Neuser Sonja, Brechmann Barbara, Heimer Gali, Brösse Ines, Schubert Susanna, O'Grady Lauren, Zech Michael, Srivastava Siddharth, Sweetser David A, Dincer Yasemin, Mall Volker, Winkelmann Juliane, Behrends Christian, Darras Basil T, Graham Robert J, Jayakar Parul, Byrne Barry, Bar-Aluma Bat El, Haberman Yael, Szeinberg Amir, Aldhalaan Hesham M, Hashem Mais, Al Tenaiji Amal, Ismayl Omar, Al Nuaimi Asma E, Maher Karima, Ibrahim Shahnaz, Khan Fatima, Houlden Henry, Ramakumaran Vijayalakshmi S, Pagnamenta Alistair T, Posey Jennifer E, Lupski James R, Tan Wen-Hann, ElGhazali Gehad, Herman Isabella, Muñoz Tatiana, Repetto Gabriela M, Seitz Angelika, Krumbiegel Mandy, Poli Maria Cecilia, Kini Usha, Efthymiou Stephanie, Meiler Jens, Maroofian Reza, Alkuraya Fowzan S, Abou Jamra Rami, Popp Bernt, Ben-Zeev Bruria, Ebrahimi-Fakhari Darius
Institute of Human Genetics, University of Leipzig Medical Center, Leipzig, Germany.
Department of Neurology, The F.M. Kirby Neurobiology Center, Boston Children's Hospital, Harvard Medical School, Boston, Massachusetts, USA.
Hum Mutat. 2021 Jun;42(6):762-776. doi: 10.1002/humu.24206. Epub 2021 May 11.

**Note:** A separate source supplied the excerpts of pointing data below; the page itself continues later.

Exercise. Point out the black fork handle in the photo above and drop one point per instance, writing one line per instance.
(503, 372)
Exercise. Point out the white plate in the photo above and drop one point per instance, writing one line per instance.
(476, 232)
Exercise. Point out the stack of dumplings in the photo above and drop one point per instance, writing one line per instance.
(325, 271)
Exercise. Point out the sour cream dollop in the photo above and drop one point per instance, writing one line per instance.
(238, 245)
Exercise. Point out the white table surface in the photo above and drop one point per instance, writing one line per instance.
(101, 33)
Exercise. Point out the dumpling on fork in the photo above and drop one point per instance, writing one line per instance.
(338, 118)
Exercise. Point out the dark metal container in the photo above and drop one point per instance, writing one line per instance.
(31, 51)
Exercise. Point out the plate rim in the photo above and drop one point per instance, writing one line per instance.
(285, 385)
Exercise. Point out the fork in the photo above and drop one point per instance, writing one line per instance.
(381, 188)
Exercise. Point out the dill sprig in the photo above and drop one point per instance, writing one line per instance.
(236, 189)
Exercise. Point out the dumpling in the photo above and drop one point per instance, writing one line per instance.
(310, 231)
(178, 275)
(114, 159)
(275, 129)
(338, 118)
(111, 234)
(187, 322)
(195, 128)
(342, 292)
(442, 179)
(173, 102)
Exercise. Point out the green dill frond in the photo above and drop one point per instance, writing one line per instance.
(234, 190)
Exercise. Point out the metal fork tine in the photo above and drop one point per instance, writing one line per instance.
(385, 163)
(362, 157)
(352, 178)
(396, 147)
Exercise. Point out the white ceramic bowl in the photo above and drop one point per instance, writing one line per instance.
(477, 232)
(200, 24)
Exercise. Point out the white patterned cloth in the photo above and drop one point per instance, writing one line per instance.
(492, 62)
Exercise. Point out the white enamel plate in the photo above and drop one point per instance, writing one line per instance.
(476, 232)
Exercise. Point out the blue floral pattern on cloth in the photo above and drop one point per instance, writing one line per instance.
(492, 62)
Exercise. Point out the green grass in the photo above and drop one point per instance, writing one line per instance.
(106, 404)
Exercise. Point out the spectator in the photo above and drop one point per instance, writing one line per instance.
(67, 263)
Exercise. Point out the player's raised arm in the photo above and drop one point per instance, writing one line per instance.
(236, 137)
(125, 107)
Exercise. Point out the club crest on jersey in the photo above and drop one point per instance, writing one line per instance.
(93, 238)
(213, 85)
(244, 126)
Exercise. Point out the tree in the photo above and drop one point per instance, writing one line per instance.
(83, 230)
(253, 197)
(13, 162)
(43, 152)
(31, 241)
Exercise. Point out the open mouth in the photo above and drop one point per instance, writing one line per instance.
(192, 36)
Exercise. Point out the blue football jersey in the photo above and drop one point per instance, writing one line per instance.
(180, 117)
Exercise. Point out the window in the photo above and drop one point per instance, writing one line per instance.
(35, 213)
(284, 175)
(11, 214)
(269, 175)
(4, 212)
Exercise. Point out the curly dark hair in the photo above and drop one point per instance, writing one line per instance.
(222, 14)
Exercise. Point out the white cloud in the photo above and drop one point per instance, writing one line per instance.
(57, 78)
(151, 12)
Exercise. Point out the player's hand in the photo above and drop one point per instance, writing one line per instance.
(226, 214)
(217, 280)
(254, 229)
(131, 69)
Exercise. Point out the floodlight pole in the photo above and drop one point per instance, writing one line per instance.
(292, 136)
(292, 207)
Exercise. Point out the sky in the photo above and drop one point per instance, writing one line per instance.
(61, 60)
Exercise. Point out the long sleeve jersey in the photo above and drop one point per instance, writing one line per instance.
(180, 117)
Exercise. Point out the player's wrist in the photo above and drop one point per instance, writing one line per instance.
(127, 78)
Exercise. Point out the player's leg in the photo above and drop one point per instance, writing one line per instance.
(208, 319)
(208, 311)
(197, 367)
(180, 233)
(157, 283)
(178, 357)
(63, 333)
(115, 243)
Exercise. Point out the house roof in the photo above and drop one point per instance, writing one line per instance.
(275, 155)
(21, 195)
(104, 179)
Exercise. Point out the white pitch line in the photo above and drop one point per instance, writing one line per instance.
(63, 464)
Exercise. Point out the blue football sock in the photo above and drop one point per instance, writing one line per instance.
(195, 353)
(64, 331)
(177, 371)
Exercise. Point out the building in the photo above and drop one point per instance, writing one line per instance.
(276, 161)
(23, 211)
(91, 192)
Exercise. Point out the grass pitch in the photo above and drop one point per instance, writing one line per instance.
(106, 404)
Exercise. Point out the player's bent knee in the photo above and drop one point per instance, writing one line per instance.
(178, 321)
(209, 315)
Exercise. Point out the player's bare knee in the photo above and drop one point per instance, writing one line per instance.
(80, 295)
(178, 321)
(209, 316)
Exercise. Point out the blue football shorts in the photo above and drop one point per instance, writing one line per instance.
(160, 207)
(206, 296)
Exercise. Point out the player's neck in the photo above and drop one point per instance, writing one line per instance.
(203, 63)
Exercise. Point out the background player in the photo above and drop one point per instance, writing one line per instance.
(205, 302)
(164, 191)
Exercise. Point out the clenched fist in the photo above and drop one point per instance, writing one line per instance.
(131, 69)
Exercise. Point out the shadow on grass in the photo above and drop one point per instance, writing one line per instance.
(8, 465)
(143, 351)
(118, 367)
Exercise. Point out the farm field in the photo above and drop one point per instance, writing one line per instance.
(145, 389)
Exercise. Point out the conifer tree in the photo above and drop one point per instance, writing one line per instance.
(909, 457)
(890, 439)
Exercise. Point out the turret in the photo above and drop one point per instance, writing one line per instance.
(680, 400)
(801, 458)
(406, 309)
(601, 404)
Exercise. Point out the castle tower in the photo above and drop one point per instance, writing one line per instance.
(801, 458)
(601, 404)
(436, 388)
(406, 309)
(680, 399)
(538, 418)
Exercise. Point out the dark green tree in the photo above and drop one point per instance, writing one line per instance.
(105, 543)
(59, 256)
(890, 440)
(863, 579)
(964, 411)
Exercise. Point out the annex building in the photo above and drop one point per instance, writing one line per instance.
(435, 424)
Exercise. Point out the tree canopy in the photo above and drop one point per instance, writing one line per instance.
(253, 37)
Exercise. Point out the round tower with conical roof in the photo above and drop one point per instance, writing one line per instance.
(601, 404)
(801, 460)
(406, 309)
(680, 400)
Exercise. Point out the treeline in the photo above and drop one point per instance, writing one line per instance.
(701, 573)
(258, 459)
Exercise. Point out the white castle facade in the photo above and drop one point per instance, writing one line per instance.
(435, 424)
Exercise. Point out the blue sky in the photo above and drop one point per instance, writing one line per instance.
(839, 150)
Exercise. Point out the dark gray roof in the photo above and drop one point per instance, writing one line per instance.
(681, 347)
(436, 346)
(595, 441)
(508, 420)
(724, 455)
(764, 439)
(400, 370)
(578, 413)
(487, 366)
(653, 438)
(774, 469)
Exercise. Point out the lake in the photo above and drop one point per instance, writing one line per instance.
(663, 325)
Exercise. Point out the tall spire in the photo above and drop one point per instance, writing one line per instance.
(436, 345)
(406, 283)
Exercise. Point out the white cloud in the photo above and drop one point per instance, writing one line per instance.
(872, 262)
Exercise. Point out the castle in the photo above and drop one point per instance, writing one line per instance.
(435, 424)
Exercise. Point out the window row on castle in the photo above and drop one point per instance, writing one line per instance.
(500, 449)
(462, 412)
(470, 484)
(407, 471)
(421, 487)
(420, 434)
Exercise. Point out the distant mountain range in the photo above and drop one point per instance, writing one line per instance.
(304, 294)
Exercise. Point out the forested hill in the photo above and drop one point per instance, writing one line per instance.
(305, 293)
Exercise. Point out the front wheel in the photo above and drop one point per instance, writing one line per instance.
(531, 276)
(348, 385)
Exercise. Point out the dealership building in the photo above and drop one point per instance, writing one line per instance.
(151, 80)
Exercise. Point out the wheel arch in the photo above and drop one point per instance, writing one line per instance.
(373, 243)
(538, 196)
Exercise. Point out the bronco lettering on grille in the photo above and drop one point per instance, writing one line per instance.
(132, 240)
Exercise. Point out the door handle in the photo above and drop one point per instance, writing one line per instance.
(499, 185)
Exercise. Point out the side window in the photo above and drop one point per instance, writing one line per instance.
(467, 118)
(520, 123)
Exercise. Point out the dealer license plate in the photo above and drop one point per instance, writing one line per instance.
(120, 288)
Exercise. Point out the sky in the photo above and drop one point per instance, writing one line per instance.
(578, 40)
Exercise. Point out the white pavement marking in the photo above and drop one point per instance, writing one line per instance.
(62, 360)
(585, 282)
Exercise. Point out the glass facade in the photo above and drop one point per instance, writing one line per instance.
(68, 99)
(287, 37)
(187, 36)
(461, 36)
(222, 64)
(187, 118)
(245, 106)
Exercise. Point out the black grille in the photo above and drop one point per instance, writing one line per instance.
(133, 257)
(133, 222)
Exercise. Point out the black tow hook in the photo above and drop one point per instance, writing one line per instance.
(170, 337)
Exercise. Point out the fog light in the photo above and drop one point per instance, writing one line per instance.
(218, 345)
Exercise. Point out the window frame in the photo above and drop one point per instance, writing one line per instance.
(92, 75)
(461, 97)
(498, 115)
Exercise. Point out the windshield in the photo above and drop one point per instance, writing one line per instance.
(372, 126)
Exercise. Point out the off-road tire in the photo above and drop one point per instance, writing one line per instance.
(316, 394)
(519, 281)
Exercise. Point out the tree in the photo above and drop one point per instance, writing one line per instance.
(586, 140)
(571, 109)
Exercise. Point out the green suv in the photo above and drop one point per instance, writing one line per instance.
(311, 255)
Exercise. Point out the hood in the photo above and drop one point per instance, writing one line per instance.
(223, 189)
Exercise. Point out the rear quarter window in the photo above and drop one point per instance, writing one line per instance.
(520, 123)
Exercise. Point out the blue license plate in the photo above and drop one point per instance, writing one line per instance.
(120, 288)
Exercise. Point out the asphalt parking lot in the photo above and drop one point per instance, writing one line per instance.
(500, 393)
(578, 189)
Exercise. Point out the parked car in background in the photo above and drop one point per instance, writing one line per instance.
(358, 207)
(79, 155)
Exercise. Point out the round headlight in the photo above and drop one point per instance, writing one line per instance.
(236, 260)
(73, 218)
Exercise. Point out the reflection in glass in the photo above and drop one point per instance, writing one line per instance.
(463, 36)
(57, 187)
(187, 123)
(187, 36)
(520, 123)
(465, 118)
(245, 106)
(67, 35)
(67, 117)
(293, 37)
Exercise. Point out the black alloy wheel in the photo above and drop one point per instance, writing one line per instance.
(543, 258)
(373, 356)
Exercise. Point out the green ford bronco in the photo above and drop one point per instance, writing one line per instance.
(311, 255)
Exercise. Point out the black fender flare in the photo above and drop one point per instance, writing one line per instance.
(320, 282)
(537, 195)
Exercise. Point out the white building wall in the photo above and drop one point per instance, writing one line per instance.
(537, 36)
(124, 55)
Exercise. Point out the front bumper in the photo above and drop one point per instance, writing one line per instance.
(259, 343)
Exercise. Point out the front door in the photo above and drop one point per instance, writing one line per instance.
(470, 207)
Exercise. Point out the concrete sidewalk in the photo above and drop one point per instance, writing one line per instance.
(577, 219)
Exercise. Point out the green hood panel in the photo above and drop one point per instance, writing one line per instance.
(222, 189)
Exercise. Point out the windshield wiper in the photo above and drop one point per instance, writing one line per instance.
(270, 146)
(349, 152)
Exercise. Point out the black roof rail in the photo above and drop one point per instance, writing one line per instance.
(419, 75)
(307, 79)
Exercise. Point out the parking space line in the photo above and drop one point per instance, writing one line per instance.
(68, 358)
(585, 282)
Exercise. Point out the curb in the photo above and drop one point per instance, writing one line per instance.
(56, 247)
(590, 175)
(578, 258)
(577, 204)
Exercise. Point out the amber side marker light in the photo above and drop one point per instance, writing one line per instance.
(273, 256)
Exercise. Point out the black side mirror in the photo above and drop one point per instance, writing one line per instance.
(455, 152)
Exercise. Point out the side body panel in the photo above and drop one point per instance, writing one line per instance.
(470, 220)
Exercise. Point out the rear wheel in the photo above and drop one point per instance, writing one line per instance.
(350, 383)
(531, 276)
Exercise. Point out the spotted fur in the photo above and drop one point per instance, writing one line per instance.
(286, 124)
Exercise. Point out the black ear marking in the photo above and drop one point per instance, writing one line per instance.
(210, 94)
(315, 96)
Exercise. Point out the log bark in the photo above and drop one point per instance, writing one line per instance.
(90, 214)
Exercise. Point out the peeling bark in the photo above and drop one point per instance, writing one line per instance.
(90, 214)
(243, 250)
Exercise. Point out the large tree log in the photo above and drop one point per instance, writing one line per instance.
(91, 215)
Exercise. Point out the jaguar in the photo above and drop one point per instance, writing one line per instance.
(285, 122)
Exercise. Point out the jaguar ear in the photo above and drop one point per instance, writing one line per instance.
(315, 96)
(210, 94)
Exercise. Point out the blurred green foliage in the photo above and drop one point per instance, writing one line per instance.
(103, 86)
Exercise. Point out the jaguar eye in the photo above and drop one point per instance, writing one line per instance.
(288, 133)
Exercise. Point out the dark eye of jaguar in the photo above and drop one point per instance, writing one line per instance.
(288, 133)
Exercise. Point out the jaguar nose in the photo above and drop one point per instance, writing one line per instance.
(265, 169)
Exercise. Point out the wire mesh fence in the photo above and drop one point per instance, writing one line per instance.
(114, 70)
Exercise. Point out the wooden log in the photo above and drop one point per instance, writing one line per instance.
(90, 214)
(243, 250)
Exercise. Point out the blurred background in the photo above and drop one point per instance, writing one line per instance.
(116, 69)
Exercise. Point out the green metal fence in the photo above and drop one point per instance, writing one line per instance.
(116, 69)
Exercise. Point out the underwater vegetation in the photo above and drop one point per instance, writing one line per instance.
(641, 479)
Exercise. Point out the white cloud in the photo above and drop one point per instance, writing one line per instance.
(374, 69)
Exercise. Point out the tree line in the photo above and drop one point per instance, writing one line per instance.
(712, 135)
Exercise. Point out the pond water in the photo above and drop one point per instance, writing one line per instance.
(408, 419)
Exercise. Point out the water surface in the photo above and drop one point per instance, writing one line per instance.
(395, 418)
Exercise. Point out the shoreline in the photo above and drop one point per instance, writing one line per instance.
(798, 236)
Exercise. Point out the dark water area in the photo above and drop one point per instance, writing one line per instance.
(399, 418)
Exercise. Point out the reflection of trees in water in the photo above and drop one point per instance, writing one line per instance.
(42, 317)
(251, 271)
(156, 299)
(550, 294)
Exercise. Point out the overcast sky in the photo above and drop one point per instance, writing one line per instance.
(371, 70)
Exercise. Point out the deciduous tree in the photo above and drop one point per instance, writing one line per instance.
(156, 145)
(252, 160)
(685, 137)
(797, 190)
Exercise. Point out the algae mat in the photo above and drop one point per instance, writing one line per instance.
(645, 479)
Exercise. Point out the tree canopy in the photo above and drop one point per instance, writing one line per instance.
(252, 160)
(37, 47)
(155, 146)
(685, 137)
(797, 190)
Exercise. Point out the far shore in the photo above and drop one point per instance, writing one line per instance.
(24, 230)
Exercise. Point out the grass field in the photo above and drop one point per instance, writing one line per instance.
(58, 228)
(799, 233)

Bi-allelic TECPR2 variants have been associated with a complex syndrome with features of both a neurodevelopmental and neurodegenerative disorder. Here, we provide a comprehensive clinical description and variant interpretation framework for this genetic locus. Through international collaboration, we identified 17 individuals from 15 families with bi-allelic TECPR2-variants. We systemically reviewed clinical and molecular data from this cohort and 11 cases previously reported. Phenotypes were standardized using Human Phenotype Ontology terms. A cross-sectional analysis revealed global developmental delay/intellectual disability, muscular hypotonia, ataxia, hyporeflexia, respiratory infections, and central/nocturnal hypopnea as core manifestations. A review of brain magnetic resonance imaging scans demonstrated a thin corpus callosum in 52%. We evaluated 17 distinct variants. Missense variants in TECPR2 are predominantly located in the N- and C-terminal regions containing β-propeller repeats. Despite constituting nearly half of disease-associated TECPR2 variants, classifying missense variants as (likely) pathogenic according to ACMG criteria remains challenging. We estimate a pathogenic variant carrier frequency of 1/1221 in the general and 1/155 in the Jewish Ashkenazi populations. Based on clinical, neuroimaging, and genetic data, we provide recommendations for variant reporting, clinical assessment, and surveillance/treatment of individuals with TECPR2-associated disorder. This sets the stage for future prospective natural history studies.
双等位基因TECPR2变异与一种具有神经发育和神经退行性疾病特征的复杂综合征相关。在此,我们为这个基因位点提供了全面的临床描述和变异解读框架。通过国际合作,我们从15个家庭中鉴定出17名携带双等位基因TECPR2变异的个体。我们系统回顾了该队列以及之前报道的11例病例的临床和分子数据。使用人类表型本体术语对表型进行标准化。横断面分析显示,全球发育迟缓/智力残疾、肌张力减退、共济失调、反射减退、呼吸道感染以及中枢性/夜间呼吸浅慢是核心表现。对脑磁共振成像扫描的回顾显示,52%的患者胼胝体薄。我们评估了17种不同的变异。TECPR2中的错义变异主要位于含有β-螺旋桨重复序列的N端和C端区域。尽管错义变异占与疾病相关的TECPR2变异的近一半,但根据ACMG标准将错义变异分类为(可能)致病性仍然具有挑战性。我们估计在一般人群中致病性变异携带者频率为1/1221,在犹太阿什肯纳齐人群中为1/155。基于临床、神经影像学和遗传数据,我们为TECPR2相关疾病个体的变异报告、临床评估以及监测/治疗提供了建议。这为未来的前瞻性自然史研究奠定了基础。